The West Coast green gecko (Naultinus tuberculatus) is a species of the family Gekkonidae (gecko).

== Taxonomy and naming ==
This species was originally placed in the genus Heteropholis by Charles McCann, and was also considered a subspecies of Naultinus elegans. It is also known as the Lewis Pass green gecko, mossy gecko, or warty tree gecko.

==Distribution==
The West Coast green gecko is endemic to the South Island of New Zealand, from Stockton near Granity south to Hokitika, as well as from Haast to the Lewis Pass.

==Habitat==
N. tuberculatus lives in shrub and forest, preferring the canopy of mānuka and kānuka in particular. It has a prehensile tail which aids its climbing, and is active during the day.

== Description ==
This gecko has a "mossy" appearance due to the complex patterns of white and yellow shades on the background green coloration of the body. The eyes are quite small, and can be olive or brown. The mouth lining is a dark blue, and the tongue can either be black or dark blue. The toes, which the colour of range from being white to a yellow-green, are narrow and tapering. There is usually a small spot of light yellow at the corners of the mouth.

Length can reach 85 mm, snout to vent.

This gecko can be quite easily mistaken for the Nelson green gecko (N. stellatus), but can be distinguished by both the colour of the tongue and the shape of the snout. The tongue of a Nelson green gecko varies from being yellow to a warm orange; the snout is also longer and more shallow in comparison to the West Coast green gecko.

==Ecology==
This gecko is diurnal and arboreal. Young are born between March and May, and have more conspicuous markings than the adults.

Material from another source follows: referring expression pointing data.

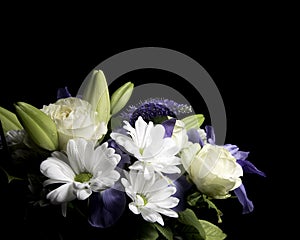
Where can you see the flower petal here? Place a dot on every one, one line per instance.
(106, 207)
(169, 127)
(56, 169)
(62, 194)
(241, 194)
(249, 167)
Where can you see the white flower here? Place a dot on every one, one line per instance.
(150, 197)
(83, 170)
(213, 169)
(75, 117)
(147, 143)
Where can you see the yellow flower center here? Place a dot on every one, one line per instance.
(83, 177)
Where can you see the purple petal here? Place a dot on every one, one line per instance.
(106, 207)
(249, 167)
(241, 155)
(247, 204)
(233, 149)
(63, 93)
(210, 134)
(182, 186)
(193, 135)
(125, 158)
(169, 127)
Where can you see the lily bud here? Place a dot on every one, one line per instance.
(120, 97)
(9, 120)
(193, 121)
(39, 126)
(97, 94)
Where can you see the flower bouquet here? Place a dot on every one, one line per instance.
(151, 165)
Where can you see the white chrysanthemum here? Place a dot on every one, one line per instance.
(147, 143)
(84, 169)
(150, 197)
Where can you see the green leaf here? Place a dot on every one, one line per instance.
(193, 121)
(213, 206)
(165, 231)
(39, 126)
(148, 232)
(9, 120)
(10, 178)
(188, 217)
(120, 97)
(194, 198)
(97, 94)
(190, 233)
(212, 231)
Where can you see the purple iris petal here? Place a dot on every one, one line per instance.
(169, 127)
(210, 134)
(125, 158)
(249, 167)
(194, 136)
(233, 149)
(63, 93)
(241, 194)
(106, 207)
(182, 186)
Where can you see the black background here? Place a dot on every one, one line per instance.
(242, 55)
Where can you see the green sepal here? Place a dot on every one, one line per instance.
(193, 228)
(212, 231)
(120, 97)
(39, 126)
(9, 120)
(193, 121)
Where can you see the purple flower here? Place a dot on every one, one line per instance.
(156, 107)
(125, 158)
(151, 112)
(240, 157)
(106, 207)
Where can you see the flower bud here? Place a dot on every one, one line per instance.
(120, 97)
(193, 121)
(97, 94)
(9, 120)
(41, 129)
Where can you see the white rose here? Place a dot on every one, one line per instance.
(213, 170)
(74, 118)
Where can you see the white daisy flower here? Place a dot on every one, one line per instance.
(150, 197)
(81, 170)
(147, 143)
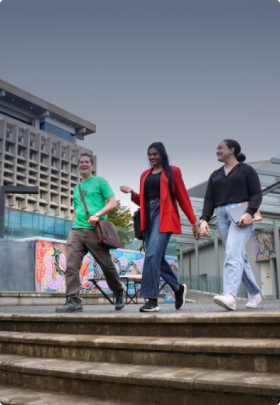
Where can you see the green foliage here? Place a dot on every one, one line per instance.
(122, 219)
(121, 216)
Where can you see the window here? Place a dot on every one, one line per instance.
(52, 129)
(7, 146)
(20, 151)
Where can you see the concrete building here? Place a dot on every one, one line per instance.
(201, 262)
(38, 147)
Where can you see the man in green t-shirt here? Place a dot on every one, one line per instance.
(100, 200)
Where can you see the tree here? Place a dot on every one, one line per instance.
(121, 216)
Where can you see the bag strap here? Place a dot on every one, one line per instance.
(82, 197)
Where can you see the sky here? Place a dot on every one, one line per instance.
(186, 73)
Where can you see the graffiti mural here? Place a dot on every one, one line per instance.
(51, 265)
(264, 246)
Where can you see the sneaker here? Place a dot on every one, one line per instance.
(253, 300)
(69, 307)
(181, 296)
(226, 300)
(119, 300)
(150, 306)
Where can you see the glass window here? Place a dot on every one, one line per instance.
(55, 130)
(49, 224)
(45, 127)
(65, 135)
(59, 226)
(26, 219)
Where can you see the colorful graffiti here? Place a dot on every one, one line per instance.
(51, 265)
(264, 246)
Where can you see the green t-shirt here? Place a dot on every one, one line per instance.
(96, 191)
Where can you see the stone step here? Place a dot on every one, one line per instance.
(11, 395)
(144, 384)
(249, 325)
(15, 298)
(261, 355)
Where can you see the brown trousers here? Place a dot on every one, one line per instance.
(79, 243)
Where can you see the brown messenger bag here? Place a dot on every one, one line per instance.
(106, 232)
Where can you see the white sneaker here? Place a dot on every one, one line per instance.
(253, 300)
(226, 300)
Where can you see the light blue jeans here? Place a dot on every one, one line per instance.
(155, 265)
(236, 267)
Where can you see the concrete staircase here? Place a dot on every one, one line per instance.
(209, 359)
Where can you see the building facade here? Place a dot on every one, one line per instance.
(38, 147)
(201, 262)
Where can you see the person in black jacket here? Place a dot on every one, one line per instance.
(235, 182)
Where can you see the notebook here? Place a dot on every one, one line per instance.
(235, 212)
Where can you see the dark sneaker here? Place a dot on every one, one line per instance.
(150, 306)
(69, 307)
(180, 296)
(119, 300)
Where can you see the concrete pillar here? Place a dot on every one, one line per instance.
(277, 250)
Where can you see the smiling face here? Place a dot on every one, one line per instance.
(155, 157)
(224, 153)
(85, 166)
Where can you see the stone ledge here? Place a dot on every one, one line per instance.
(179, 345)
(10, 395)
(188, 379)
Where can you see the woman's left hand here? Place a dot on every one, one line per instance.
(245, 220)
(196, 232)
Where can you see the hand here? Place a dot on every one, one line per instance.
(92, 220)
(245, 220)
(204, 228)
(196, 232)
(126, 190)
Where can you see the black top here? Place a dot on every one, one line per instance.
(152, 186)
(240, 185)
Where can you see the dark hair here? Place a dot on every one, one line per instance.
(87, 154)
(167, 169)
(237, 149)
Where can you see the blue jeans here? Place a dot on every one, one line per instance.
(236, 267)
(155, 265)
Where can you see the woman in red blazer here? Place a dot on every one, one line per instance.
(160, 189)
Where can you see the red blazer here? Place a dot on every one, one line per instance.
(169, 220)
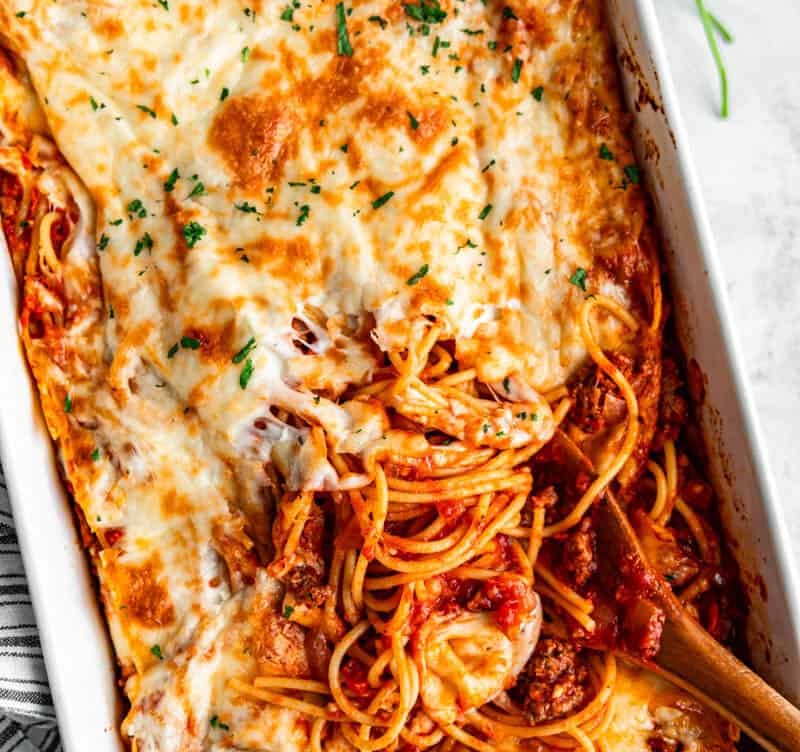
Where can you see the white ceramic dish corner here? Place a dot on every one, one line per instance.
(74, 638)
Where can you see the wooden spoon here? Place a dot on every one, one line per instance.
(693, 660)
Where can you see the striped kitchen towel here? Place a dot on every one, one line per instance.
(27, 718)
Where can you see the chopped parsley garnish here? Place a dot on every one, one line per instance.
(342, 40)
(169, 186)
(137, 207)
(216, 723)
(632, 174)
(144, 243)
(198, 190)
(429, 12)
(381, 200)
(245, 351)
(417, 276)
(190, 343)
(247, 372)
(193, 232)
(578, 278)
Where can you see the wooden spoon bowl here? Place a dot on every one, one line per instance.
(692, 659)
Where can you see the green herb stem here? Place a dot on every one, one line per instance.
(708, 25)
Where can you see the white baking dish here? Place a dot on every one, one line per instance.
(74, 638)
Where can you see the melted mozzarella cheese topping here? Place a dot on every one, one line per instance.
(259, 217)
(249, 180)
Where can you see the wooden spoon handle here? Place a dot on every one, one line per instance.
(693, 660)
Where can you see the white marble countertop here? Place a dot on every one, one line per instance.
(749, 168)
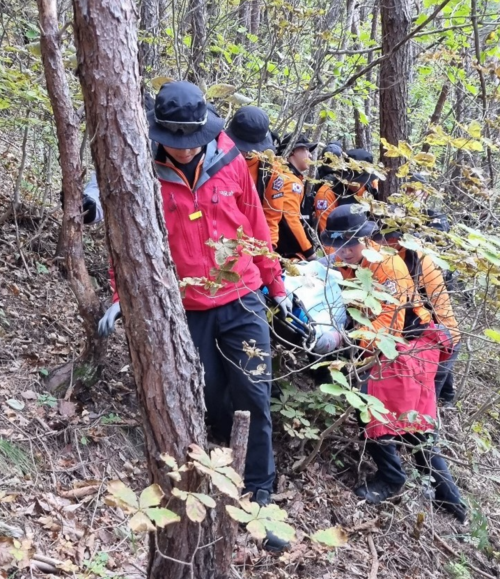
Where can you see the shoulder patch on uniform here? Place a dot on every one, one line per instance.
(278, 183)
(391, 287)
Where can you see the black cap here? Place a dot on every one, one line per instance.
(345, 225)
(249, 130)
(301, 141)
(181, 119)
(360, 155)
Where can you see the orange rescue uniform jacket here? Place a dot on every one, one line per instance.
(293, 238)
(270, 181)
(393, 274)
(432, 285)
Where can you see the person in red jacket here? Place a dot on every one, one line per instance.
(208, 193)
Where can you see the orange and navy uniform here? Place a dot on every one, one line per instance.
(293, 239)
(270, 181)
(392, 273)
(432, 287)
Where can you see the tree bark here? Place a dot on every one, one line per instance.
(393, 87)
(166, 366)
(88, 367)
(438, 111)
(198, 16)
(150, 27)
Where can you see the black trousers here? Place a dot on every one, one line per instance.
(386, 456)
(219, 334)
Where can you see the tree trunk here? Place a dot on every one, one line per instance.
(393, 87)
(150, 27)
(166, 367)
(198, 16)
(87, 368)
(438, 111)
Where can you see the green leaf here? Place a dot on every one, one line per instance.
(333, 389)
(354, 400)
(162, 517)
(124, 493)
(239, 514)
(151, 496)
(332, 537)
(493, 335)
(195, 510)
(357, 316)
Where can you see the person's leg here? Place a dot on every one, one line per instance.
(250, 381)
(202, 326)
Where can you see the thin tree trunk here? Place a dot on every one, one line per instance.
(198, 16)
(150, 27)
(438, 111)
(166, 367)
(394, 74)
(87, 368)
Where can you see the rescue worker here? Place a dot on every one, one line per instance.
(330, 187)
(294, 240)
(431, 285)
(249, 130)
(405, 384)
(207, 193)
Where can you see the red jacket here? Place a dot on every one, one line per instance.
(227, 199)
(407, 384)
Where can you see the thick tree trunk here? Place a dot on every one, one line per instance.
(394, 74)
(87, 368)
(166, 367)
(198, 17)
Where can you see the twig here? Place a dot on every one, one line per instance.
(373, 551)
(305, 462)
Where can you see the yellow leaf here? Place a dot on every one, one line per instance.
(474, 130)
(140, 523)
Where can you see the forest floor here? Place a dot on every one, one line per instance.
(57, 455)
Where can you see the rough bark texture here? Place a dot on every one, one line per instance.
(149, 26)
(87, 368)
(394, 74)
(166, 367)
(198, 16)
(438, 111)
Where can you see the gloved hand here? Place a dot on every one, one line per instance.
(284, 304)
(328, 342)
(107, 322)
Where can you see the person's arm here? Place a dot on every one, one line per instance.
(438, 296)
(294, 192)
(273, 204)
(249, 204)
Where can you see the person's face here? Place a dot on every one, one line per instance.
(300, 158)
(351, 254)
(182, 156)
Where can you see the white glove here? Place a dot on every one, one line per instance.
(284, 304)
(107, 322)
(328, 342)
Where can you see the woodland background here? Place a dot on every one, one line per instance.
(425, 76)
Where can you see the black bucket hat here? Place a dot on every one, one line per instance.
(181, 118)
(346, 225)
(302, 141)
(249, 130)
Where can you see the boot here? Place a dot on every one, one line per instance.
(377, 490)
(271, 543)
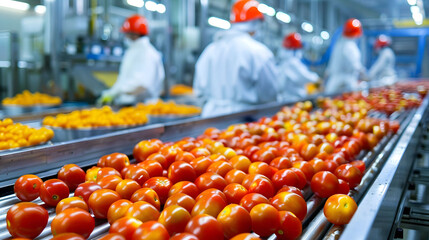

Reproduction is viviparous.

== Conservation ==

The Department of Conservation (DOC) initially classified the West Coast green gecko as At Risk under the New Zealand Threat Classification System, and in 2012 changed its status to Nationally Vulnerable. The species is in demand by reptile poachers.

A $1 million project to replace Greymouth's ageing reservoir was halted in May 2021 because the site in Cobden needed to be searched for West Coast green geckos. The project manager stated (incorrectly), "No one has found one south of the Buller River yet, but DOC seems to think there are some here. These are the things that cause headaches."